The legislature had good questions for HART last year when they were discussing the extension of the general excise surcharge tax. One report that HART provided in response was “Revenues from January 1, 2007 to December 31, 2014.” The report shows a mixture of accrual basis and cash basis numbers for revenue. For people who are unfamiliar with these concepts, an analogy would be creating a table of temperatures with some listed as Celsius and others as Fahrenheit. It doesn’t make sense and just isn’t done.

Incorrect Revenues and Inconsistent Expenditures

The revenues report led me to HART’s monthly “Planned vs. Received Project Funding” figure, which is included in HART’s progress reports and the monthly ad that is published in the Honolulu Star-Advertiser. This report double counts $298 million of revenue. This is not an obvious error but had been repeated many months (possibly years – I didn’t go back to check) until it was finally corrected in the August 2015 PMOC report.

HART provided a number of reports to the Honolulu City Council in response to questions about the surcharge tax extension.  Table A-1, “Capital Plan Cash Flows @ 4% GET Surcharge Growth Rate” projects“All Other” revenue to be only $6 million, but as of the date it was given to council, other revenue had already exceeded $9 million. This is the table that Chair Martin based his amendment on for the floor draft to Bill 23 (the surcharge extension) that went to the mayor for his signature.

Table A-1 also shows expenditures to date (June 30, 2015) of $1,512 million, while the “Quarterly Cash and County Surcharge Revenue Report as of June 30, 2015” shows total expenditures of $1,637 million. HART’s monthly “FACTS” ad shows the expenditures at yet another amount — $1,581 million. No one on the council asked HART in a public setting why these numbers don’t match. No one from HART provided me with an explanation.

Other Types of Errors

Mayor Caldwell has stated he prefers the surcharge tax, because 33% to 38% of the tax is paid by visitors and offshore military. The amount is actually less than 20%.  Additional information on this was provided by me to the city council October 21, 2015.

When Ann Kobayashi asked HART for their ridership plan, they gave the council a table with columns of numbers that didn’t add up. Even the “Raw Data” from which the table came from had math errors.

When the city council was discussing authorization for HART to issue bonds backed by the City and County of Honolulu, HART provided the council with a cash flow projection that included a $140 million math error.

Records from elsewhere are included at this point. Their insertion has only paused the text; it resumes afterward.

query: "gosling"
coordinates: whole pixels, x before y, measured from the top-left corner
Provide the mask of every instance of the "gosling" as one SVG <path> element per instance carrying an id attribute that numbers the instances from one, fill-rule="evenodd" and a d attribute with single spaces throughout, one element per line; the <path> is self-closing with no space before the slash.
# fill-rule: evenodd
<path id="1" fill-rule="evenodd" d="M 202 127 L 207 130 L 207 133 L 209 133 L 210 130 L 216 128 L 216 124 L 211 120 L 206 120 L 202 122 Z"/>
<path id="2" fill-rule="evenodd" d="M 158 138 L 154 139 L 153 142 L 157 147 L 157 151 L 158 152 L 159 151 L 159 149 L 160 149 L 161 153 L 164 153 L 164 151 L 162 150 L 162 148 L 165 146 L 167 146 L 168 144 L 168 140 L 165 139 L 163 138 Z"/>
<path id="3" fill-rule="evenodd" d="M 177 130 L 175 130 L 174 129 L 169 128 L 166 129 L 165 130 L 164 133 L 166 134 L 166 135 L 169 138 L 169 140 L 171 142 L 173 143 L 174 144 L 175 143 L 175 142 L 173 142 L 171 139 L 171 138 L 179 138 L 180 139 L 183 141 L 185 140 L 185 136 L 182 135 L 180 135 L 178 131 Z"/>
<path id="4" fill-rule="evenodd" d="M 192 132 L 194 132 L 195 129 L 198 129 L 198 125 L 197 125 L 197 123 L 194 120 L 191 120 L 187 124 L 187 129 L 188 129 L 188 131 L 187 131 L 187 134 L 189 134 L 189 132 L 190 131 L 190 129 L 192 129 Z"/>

This document is now part of our city law in Resolution 15-7.

HART’s updated “Project Balance” as of October 15, 2015, was confusing at best and also included a math error. Here’s my suggested presentation of that same information.

The most recent error I found was related to the $26 million change order for the West Oahu Farrington Highway Guideway. HART did not include a credit of about $5,000. However, they did round up administrative costs, so that the net impact was about $2,000 . . . in the contractor’s favor.

Update:  there was one more slide related to the WOFH change order that had an error.  The total was off by $4,000 and was presented to the HART board at its December meeting.

These are just the errors that I’ve noticed. HART produces many other numbers for decision making and “public consumption.” Isn’t it time that they were accurate, complete and consistent?